Source : Straits Times - 3 Sep 2008
Retailers are struggling as rent has skyrocketed despite downturn, says SRA president
High rental levels at shops must come down to allow retailers to survive, Singapore Retail Association (SRA) president Jannie Tay warned yesterday.
In a heart-felt plea, Dr Tay said the biggest challenge for local retailers today is the struggle to pay rent, which has ’skyrocketed despite the slower economy’.
She was speaking to about 100 retail heads at the Singapore Retail Industry Conference, which was jointly organised by SRA and enterprise agency Spring Singapore.
Dr Tay, who is also the vice-chairman of watch retail chain The Hour Glass, said: ‘Traders are worried that many of us could have over-extended ourselves by signing up pricey leases (in the past two years that) we were told by the landlord was the market rate.’
But some of those rental levels appear to now be 30 to 50 per cent above the prevailing market rate, she added, and ‘evidence is beginning to suggest that the retail economy cannot sustain such hikes’.
Spring Singapore’s director of retail, furniture, textile and apparel, Mrs Kee Ai Nah, said the rises are ‘just a function of supply and demand’.
But Dr Tay believes the increase is the result of a chain of costs being passed upwards - starting with rising land prices.
‘Basically, the Government keeps on increasing tender prices for land,’ she told The Straits Times.
A second factor was the influx of big, brassy brand names from overseas. These companies are paying top dollar for the most premium of prime spaces, she said.
They can afford these rents as they have ‘deep pockets and brand names, better margins and profit’ - but this simply drives up the prevailing rate for others.
Dr Tay also said sales in stores are now down 20 to 30 per cent, so rental levels ‘have to come down 20 to 30 per cent’ too. She was blunt when asked how many retailers have expressed anxiety over the issue to the SRA, saying: ‘Everyone.’
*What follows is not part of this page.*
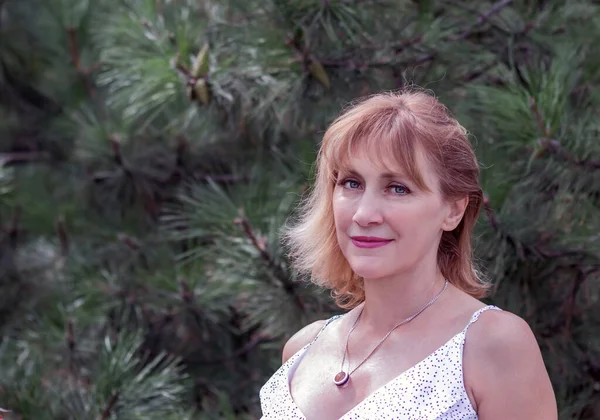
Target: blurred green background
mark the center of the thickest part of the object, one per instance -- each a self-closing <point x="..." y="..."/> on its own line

Dr Tay also cited Department of Statistics’ figures for June, which showed that overall retail sales for the month, excluding motor vehicles, fell 6.4 per cent year on year.
But would an easing of rental levels necessarily save the day for all struggling retailers?
Not everyone in the industry agrees that expensive spaces alone would spell a shop’s downfall in these tough times.
A director of a local fashion company, who declined to be named, said: ‘Of course, today, anything that lowers the cost of retail operations would help. But if we see that other outlets are performing reasonably well, we can’t go to the landlord (and demand action).’
He added: ‘The acid test is the next six months. If things are really bad by the end of this year, a lot of retailers will be scrambling. It’s going to be dicey.’
Dr Lynda Wee, a retail expert who has a doctorate in retail marketing, even questioned whether rent was the real reason behind falling profits.
She said: ‘I think we’re losing not just because of cost reasons. We’re losing because of competitiveness.’
The Government is urging all parties to talk these concerns through.
Senior Minister of State for Trade and Industry S. Iswaran, guest of honour at the conference, advised retailers, developers and landlords to all have ‘ongoing dialogue’ to sustain business performance and competitiveness.
This includes working to extend stores’ operating hours during the Formula One Grand Prix later this month, as visitors will want to shop and dine after the night race. This way, retailers can thrive ‘even as (they) face challenges from a less sanguine global economic outlook’.